Compute the phi^T phi term (which, for diagonal phi is diag(phi) squared)

static _compute_new_phi_1(new_f: ndarray, time: ndarray) → ndarray

Compute new phi_1

static _compute_new_phi_2(new_f: ndarray, time: ndarray) → ndarray

Compute new phi_2

static _get_D_matrix(signal: ndarray) → ndarray

Get a D matrix that’s sized n x n for a given signal of length n

static _welch_method_estimate(signal: ndarray, time: ndarray) → ndarray

Create an initial estimate on the frequency vector using the Welch PSD method

fit_transform(signal: ndarray, time: ndarray | None = None, K: int | None = None, return_all: bool | None = False) → Tuple[ndarray, ndarray, ndarray, ndarray] | ndarray

Start executing the INCMD algorithm for signal decomposition.

Note:

This algorithm is very sensitive to parameters.
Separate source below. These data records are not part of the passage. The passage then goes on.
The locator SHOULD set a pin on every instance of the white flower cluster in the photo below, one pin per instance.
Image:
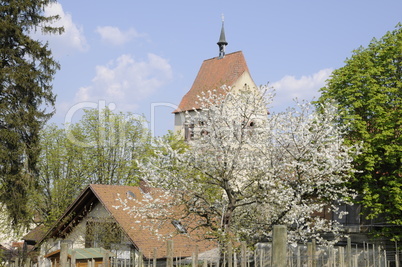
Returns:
(246, 169)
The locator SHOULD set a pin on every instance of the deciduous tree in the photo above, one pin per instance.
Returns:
(368, 90)
(246, 171)
(102, 148)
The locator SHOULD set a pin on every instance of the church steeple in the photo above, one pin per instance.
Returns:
(222, 41)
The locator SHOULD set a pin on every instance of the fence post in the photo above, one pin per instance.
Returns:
(243, 254)
(279, 245)
(314, 254)
(73, 261)
(169, 260)
(230, 255)
(105, 259)
(348, 252)
(63, 254)
(309, 254)
(154, 258)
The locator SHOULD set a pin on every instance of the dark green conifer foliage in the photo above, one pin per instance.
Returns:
(26, 72)
(368, 90)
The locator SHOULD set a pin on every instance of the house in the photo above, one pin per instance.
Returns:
(102, 217)
(225, 70)
(81, 256)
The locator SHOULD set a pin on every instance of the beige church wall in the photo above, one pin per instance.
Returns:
(244, 79)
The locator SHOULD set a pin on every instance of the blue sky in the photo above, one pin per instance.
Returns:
(143, 56)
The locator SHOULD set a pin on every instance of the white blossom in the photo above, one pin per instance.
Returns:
(247, 170)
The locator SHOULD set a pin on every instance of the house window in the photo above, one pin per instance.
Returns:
(102, 233)
(189, 131)
(179, 226)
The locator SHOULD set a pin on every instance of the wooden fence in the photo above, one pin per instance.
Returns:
(275, 254)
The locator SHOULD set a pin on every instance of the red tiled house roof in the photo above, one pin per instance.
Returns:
(213, 74)
(142, 239)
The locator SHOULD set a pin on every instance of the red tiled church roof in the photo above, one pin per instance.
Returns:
(135, 228)
(214, 73)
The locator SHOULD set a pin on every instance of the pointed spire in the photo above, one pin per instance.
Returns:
(222, 40)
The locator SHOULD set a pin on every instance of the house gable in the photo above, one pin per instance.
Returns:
(103, 204)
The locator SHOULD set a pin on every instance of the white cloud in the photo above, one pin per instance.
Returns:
(290, 88)
(115, 36)
(125, 81)
(72, 39)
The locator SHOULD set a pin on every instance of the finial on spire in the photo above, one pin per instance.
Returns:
(222, 40)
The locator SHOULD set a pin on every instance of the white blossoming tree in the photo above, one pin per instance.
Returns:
(246, 170)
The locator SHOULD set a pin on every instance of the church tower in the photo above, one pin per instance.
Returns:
(224, 70)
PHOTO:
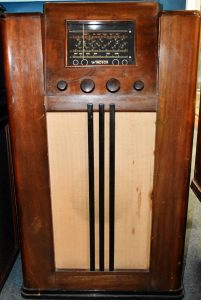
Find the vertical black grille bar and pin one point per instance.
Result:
(101, 186)
(91, 185)
(112, 187)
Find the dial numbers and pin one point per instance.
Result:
(100, 43)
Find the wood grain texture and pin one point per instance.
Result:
(24, 83)
(178, 59)
(196, 182)
(68, 160)
(145, 15)
(9, 238)
(178, 41)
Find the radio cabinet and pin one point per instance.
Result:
(101, 110)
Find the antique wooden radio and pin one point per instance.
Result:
(9, 239)
(101, 108)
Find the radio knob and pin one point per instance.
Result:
(124, 62)
(75, 62)
(113, 85)
(138, 85)
(62, 85)
(84, 62)
(87, 85)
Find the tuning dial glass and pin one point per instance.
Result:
(100, 43)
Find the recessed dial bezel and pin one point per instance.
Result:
(104, 34)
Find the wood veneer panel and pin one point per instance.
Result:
(24, 84)
(179, 42)
(68, 158)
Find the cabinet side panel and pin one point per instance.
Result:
(24, 83)
(179, 41)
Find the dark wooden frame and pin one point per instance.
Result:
(9, 236)
(175, 119)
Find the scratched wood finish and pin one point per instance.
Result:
(175, 116)
(24, 83)
(178, 60)
(9, 239)
(68, 155)
(196, 182)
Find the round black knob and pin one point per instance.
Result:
(87, 85)
(113, 85)
(62, 85)
(138, 85)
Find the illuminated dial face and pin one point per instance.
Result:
(100, 43)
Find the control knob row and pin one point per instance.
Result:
(112, 85)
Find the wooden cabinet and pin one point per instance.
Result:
(102, 146)
(9, 243)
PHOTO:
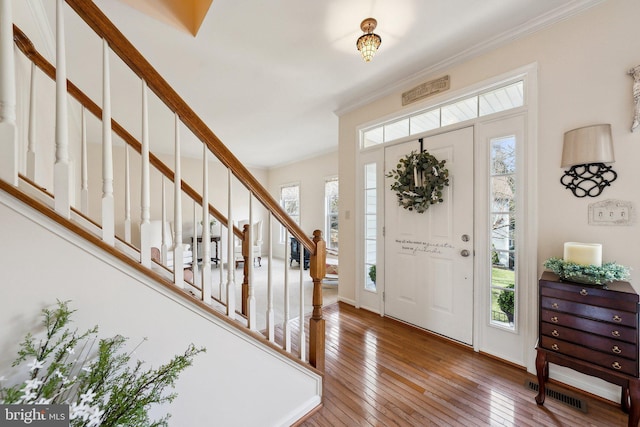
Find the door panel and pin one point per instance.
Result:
(428, 282)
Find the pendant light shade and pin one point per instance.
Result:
(369, 42)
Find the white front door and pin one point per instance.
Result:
(429, 256)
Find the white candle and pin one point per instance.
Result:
(583, 253)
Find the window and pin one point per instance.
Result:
(290, 202)
(491, 101)
(502, 183)
(331, 212)
(370, 232)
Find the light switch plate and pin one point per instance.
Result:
(611, 212)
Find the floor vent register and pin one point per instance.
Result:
(571, 401)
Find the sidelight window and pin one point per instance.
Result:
(502, 183)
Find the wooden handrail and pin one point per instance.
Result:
(119, 44)
(26, 46)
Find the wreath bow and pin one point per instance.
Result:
(419, 181)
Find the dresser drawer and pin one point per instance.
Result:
(606, 345)
(615, 363)
(601, 297)
(613, 315)
(620, 332)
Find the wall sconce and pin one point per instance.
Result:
(369, 42)
(586, 150)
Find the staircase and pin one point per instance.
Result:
(112, 221)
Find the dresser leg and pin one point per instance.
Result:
(634, 402)
(542, 367)
(624, 399)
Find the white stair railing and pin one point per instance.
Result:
(31, 137)
(8, 131)
(178, 247)
(61, 167)
(206, 230)
(108, 210)
(145, 198)
(63, 194)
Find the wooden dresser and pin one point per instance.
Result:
(593, 330)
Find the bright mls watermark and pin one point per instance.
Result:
(34, 415)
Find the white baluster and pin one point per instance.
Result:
(8, 131)
(108, 213)
(84, 171)
(270, 311)
(127, 195)
(286, 330)
(145, 205)
(303, 337)
(231, 286)
(196, 248)
(61, 167)
(163, 218)
(251, 303)
(31, 138)
(206, 231)
(178, 248)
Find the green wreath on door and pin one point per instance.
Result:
(419, 179)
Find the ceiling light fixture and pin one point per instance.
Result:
(369, 42)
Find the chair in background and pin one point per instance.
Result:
(256, 247)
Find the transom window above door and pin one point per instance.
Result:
(480, 104)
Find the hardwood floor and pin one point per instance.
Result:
(380, 372)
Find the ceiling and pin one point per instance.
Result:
(270, 77)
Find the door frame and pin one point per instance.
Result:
(528, 264)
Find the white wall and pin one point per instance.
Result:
(311, 174)
(39, 267)
(582, 63)
(582, 80)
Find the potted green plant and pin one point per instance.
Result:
(506, 301)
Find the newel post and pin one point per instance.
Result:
(317, 267)
(246, 248)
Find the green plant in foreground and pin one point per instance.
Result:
(506, 300)
(607, 272)
(100, 385)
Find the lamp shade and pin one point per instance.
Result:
(589, 144)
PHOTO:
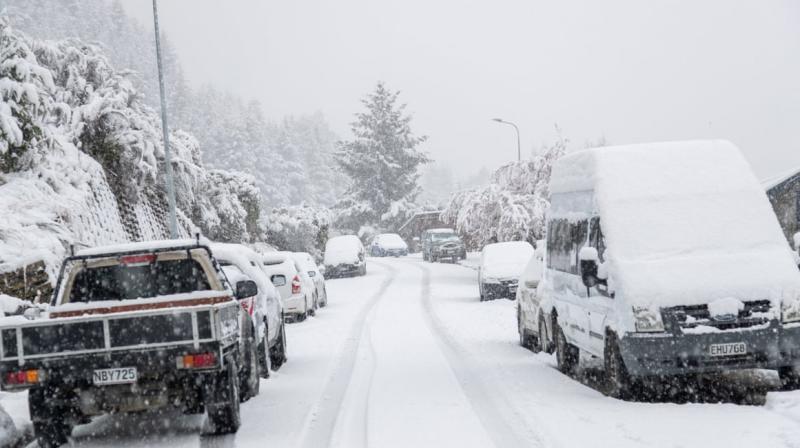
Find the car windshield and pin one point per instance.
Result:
(125, 282)
(441, 237)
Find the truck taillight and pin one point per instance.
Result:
(296, 285)
(197, 361)
(23, 377)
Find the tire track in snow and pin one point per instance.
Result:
(502, 421)
(321, 421)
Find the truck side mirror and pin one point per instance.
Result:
(278, 280)
(245, 289)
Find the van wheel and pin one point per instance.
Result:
(619, 383)
(222, 401)
(567, 355)
(263, 356)
(544, 342)
(250, 379)
(278, 352)
(526, 340)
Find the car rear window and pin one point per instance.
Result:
(124, 282)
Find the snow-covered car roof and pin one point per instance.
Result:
(390, 240)
(277, 257)
(442, 230)
(685, 222)
(140, 246)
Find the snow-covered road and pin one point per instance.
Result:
(408, 356)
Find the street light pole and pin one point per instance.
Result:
(500, 120)
(173, 219)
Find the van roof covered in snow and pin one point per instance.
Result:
(684, 222)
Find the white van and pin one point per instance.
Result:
(666, 259)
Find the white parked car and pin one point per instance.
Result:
(345, 257)
(266, 309)
(528, 301)
(296, 289)
(666, 259)
(500, 268)
(388, 245)
(309, 266)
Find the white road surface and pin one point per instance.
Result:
(408, 357)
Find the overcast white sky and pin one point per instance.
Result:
(633, 71)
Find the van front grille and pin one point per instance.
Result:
(756, 312)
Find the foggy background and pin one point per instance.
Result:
(630, 71)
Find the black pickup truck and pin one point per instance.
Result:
(134, 327)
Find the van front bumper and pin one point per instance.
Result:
(651, 354)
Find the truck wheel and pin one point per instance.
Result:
(790, 378)
(49, 425)
(264, 364)
(619, 384)
(249, 377)
(525, 340)
(278, 352)
(567, 355)
(222, 401)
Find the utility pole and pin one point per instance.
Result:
(173, 218)
(500, 120)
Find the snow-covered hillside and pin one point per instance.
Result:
(81, 159)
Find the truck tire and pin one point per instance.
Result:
(250, 382)
(567, 355)
(278, 352)
(49, 425)
(264, 361)
(618, 381)
(222, 401)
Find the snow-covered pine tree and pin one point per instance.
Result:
(382, 162)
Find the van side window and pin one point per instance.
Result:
(564, 241)
(596, 239)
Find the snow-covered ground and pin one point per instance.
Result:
(408, 356)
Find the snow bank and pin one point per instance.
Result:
(342, 250)
(684, 222)
(505, 260)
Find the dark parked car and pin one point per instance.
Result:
(438, 244)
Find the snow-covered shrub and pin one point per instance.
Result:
(511, 208)
(299, 229)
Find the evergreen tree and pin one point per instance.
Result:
(382, 162)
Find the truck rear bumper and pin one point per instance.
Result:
(669, 354)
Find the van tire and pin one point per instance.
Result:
(567, 355)
(544, 341)
(278, 352)
(249, 380)
(619, 383)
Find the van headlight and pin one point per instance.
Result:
(647, 320)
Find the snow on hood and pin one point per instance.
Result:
(391, 241)
(685, 223)
(342, 250)
(506, 260)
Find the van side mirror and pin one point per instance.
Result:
(588, 259)
(245, 289)
(278, 280)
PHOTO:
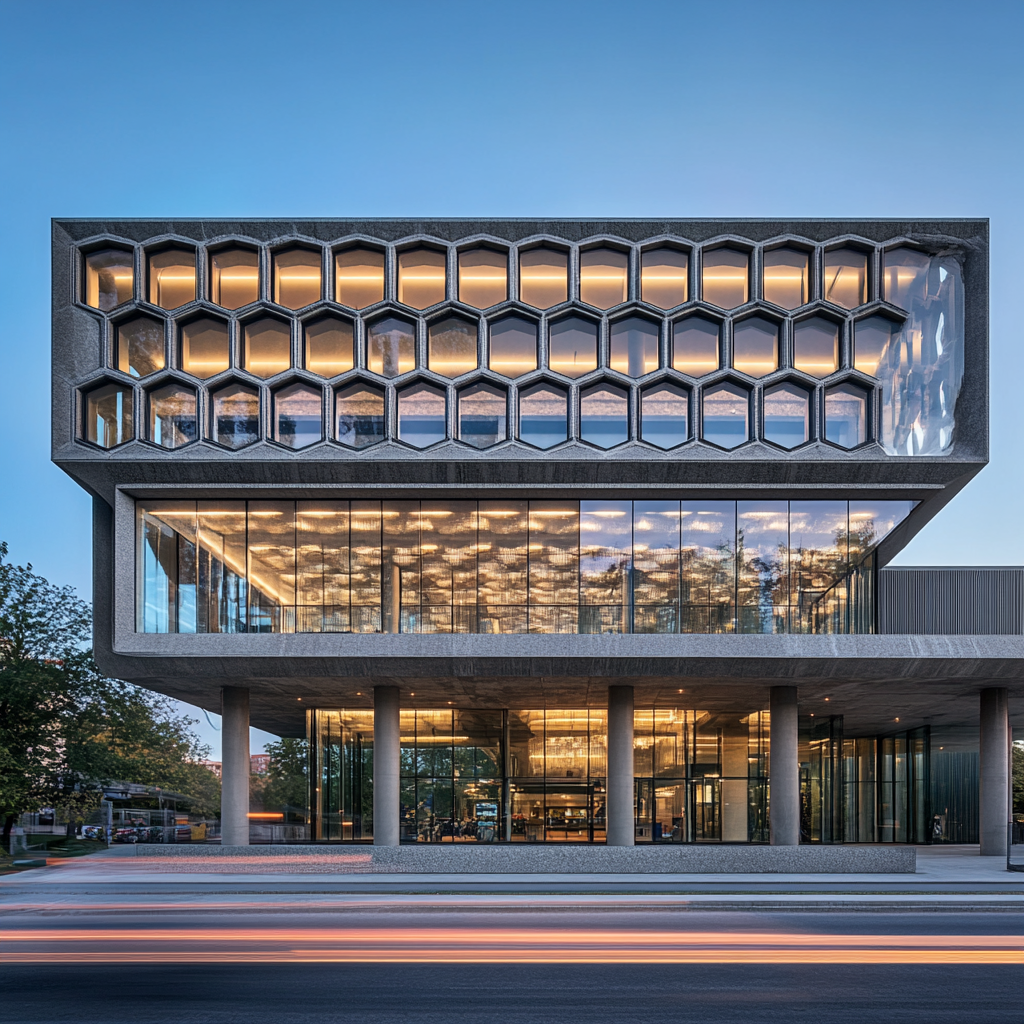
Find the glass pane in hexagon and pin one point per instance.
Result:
(235, 414)
(872, 339)
(139, 345)
(786, 415)
(109, 415)
(390, 347)
(665, 416)
(665, 278)
(483, 278)
(724, 278)
(846, 416)
(482, 415)
(604, 416)
(358, 278)
(110, 276)
(572, 346)
(233, 278)
(172, 416)
(421, 416)
(359, 415)
(755, 346)
(726, 410)
(297, 278)
(543, 416)
(785, 278)
(544, 278)
(603, 278)
(695, 347)
(905, 276)
(513, 346)
(815, 346)
(172, 278)
(266, 347)
(846, 278)
(329, 346)
(634, 346)
(452, 347)
(205, 347)
(421, 278)
(297, 420)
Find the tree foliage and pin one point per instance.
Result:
(67, 730)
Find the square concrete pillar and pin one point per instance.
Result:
(235, 766)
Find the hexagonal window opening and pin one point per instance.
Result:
(665, 278)
(172, 278)
(110, 279)
(421, 278)
(482, 415)
(483, 278)
(233, 278)
(726, 415)
(543, 416)
(139, 346)
(785, 278)
(544, 276)
(329, 346)
(391, 347)
(695, 346)
(725, 278)
(846, 278)
(205, 347)
(358, 278)
(875, 343)
(572, 346)
(815, 346)
(266, 347)
(452, 348)
(846, 416)
(604, 416)
(512, 347)
(358, 412)
(786, 416)
(604, 278)
(634, 346)
(235, 416)
(297, 278)
(172, 416)
(755, 346)
(297, 419)
(422, 416)
(108, 415)
(905, 276)
(665, 416)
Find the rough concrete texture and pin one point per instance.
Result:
(526, 859)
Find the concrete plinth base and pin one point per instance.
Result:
(523, 859)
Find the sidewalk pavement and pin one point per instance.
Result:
(947, 878)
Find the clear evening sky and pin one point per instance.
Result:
(550, 109)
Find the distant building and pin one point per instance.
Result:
(548, 530)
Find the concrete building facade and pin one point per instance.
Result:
(550, 530)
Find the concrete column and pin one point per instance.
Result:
(387, 765)
(235, 766)
(783, 777)
(994, 762)
(621, 822)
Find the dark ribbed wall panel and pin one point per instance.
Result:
(950, 601)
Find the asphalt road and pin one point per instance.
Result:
(89, 965)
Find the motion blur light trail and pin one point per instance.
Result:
(409, 945)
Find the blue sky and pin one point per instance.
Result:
(551, 109)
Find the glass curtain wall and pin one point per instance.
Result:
(510, 566)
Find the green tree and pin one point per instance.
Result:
(66, 730)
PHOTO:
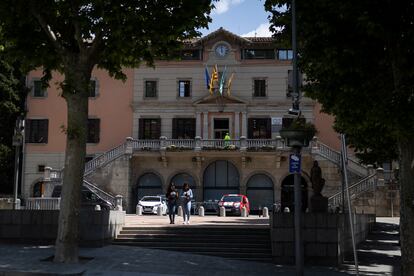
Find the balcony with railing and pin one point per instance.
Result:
(199, 144)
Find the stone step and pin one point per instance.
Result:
(199, 247)
(222, 243)
(204, 239)
(194, 236)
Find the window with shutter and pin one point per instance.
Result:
(150, 89)
(259, 88)
(184, 128)
(149, 128)
(184, 88)
(37, 131)
(92, 89)
(93, 131)
(259, 128)
(38, 90)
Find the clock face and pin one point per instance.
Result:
(222, 50)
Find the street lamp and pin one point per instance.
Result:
(17, 143)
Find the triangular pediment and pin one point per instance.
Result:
(224, 33)
(225, 99)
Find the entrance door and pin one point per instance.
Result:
(288, 198)
(221, 127)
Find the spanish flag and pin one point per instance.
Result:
(229, 84)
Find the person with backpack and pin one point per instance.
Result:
(186, 197)
(172, 197)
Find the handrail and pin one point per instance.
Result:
(335, 156)
(355, 189)
(43, 203)
(101, 193)
(104, 158)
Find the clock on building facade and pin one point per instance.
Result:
(221, 50)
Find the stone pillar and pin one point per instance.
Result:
(198, 124)
(198, 143)
(243, 143)
(205, 125)
(236, 125)
(244, 124)
(129, 145)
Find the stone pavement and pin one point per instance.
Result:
(379, 255)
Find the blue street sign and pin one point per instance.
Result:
(294, 163)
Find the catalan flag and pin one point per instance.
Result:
(229, 84)
(207, 76)
(214, 79)
(223, 79)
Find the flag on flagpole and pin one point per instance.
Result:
(207, 76)
(214, 78)
(229, 84)
(223, 78)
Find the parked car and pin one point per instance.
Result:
(88, 199)
(233, 203)
(150, 204)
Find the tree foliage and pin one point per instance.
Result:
(358, 57)
(73, 37)
(12, 95)
(346, 50)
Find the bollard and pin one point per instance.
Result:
(222, 212)
(201, 211)
(180, 211)
(244, 212)
(265, 212)
(139, 210)
(159, 210)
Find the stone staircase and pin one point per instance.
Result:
(250, 244)
(357, 171)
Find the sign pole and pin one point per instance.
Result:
(298, 216)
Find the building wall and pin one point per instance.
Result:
(112, 105)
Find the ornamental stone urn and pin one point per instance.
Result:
(298, 133)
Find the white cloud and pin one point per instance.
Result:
(262, 30)
(223, 5)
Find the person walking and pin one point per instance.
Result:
(186, 196)
(227, 139)
(172, 196)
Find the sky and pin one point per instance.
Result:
(242, 17)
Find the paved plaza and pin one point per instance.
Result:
(378, 256)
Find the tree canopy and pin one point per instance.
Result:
(346, 50)
(358, 58)
(12, 95)
(73, 37)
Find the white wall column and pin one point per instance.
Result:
(205, 125)
(244, 124)
(237, 125)
(198, 124)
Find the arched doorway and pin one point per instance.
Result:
(260, 192)
(220, 177)
(287, 193)
(149, 184)
(38, 189)
(180, 179)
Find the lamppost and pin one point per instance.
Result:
(17, 143)
(296, 135)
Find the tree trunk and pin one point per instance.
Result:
(75, 91)
(407, 205)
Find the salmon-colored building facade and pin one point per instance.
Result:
(170, 107)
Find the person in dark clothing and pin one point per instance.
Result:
(172, 196)
(186, 197)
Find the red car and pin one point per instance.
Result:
(233, 203)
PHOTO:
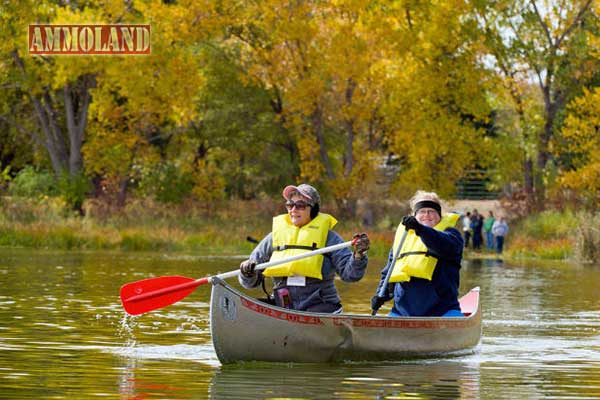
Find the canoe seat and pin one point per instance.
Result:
(469, 302)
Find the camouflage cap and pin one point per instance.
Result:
(307, 191)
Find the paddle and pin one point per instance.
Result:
(154, 293)
(386, 281)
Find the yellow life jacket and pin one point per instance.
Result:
(289, 240)
(414, 259)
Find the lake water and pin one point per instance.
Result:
(64, 335)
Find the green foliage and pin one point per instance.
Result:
(30, 182)
(587, 247)
(73, 189)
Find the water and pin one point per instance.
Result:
(63, 334)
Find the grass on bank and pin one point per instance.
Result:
(144, 225)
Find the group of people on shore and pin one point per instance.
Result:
(421, 274)
(474, 225)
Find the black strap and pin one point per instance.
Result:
(294, 246)
(427, 253)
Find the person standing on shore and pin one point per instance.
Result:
(499, 230)
(467, 228)
(487, 227)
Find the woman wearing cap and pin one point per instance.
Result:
(425, 275)
(306, 284)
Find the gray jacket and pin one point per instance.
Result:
(318, 294)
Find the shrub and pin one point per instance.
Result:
(32, 183)
(587, 246)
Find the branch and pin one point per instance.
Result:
(578, 18)
(542, 23)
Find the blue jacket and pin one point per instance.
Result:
(421, 297)
(316, 292)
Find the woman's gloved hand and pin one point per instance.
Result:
(361, 245)
(247, 268)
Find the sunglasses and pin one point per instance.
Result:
(300, 205)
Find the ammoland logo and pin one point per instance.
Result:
(54, 39)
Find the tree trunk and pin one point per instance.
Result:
(64, 148)
(318, 126)
(348, 154)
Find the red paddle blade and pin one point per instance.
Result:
(154, 293)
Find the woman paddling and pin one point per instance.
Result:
(307, 284)
(426, 258)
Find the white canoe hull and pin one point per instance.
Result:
(245, 329)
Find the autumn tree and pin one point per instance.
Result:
(539, 43)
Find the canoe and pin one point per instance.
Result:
(246, 329)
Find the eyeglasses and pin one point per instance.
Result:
(426, 211)
(300, 205)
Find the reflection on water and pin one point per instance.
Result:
(431, 380)
(63, 334)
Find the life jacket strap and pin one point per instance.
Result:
(427, 253)
(293, 246)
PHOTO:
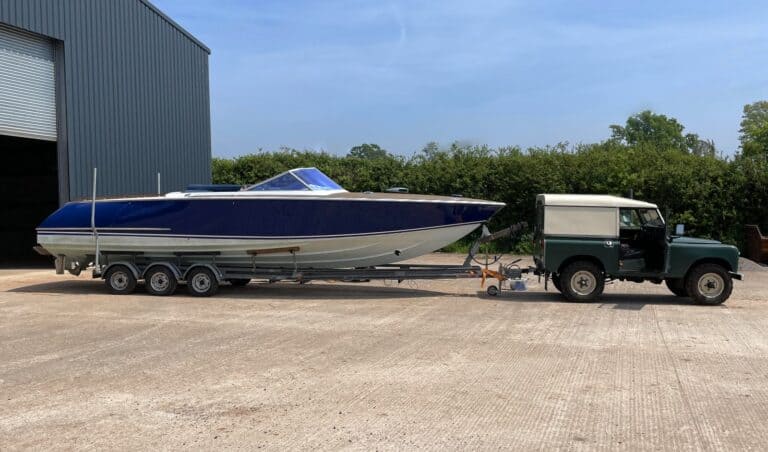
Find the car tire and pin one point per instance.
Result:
(160, 281)
(582, 281)
(120, 280)
(556, 282)
(201, 282)
(709, 284)
(677, 287)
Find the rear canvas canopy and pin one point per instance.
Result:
(581, 221)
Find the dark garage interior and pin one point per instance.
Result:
(28, 193)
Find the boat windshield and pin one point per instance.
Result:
(300, 179)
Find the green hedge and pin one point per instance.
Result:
(712, 196)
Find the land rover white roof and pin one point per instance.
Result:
(592, 201)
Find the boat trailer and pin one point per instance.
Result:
(203, 272)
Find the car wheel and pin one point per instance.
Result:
(556, 282)
(709, 284)
(677, 286)
(160, 281)
(582, 281)
(120, 280)
(201, 282)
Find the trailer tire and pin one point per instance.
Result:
(120, 280)
(201, 282)
(160, 281)
(238, 282)
(582, 281)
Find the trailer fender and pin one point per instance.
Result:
(174, 269)
(211, 267)
(130, 265)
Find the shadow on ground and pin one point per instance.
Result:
(627, 301)
(280, 291)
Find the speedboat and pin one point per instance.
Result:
(298, 218)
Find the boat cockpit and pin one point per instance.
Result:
(298, 181)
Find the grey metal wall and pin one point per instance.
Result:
(133, 93)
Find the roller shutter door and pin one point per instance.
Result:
(27, 85)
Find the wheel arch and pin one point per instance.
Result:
(211, 267)
(708, 260)
(131, 266)
(175, 270)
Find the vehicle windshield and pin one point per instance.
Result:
(651, 217)
(299, 179)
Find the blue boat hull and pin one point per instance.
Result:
(328, 232)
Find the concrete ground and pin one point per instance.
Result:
(433, 365)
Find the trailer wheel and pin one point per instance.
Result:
(120, 280)
(160, 280)
(201, 282)
(709, 284)
(239, 281)
(582, 281)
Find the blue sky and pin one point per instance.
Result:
(331, 74)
If you are not satisfied with the decomposition effect, please readjust the parameters K, max_iter, mu and rho to initialize the algorithm instance.

Parameters:

• signal – The input numpy ndarray 1D univariate signal

• time – Timestamp array for the input signal, initialized by the length of the signal if not specified explicitly

• K – The number of modes to be decomposed. If not explicitly specified in the fit_transform method, the default parameter when creating the instance is used.

• return_all – Whether to return all information about the decomposition process

Returns:

The intrinsic mode function obtained by signal decomposition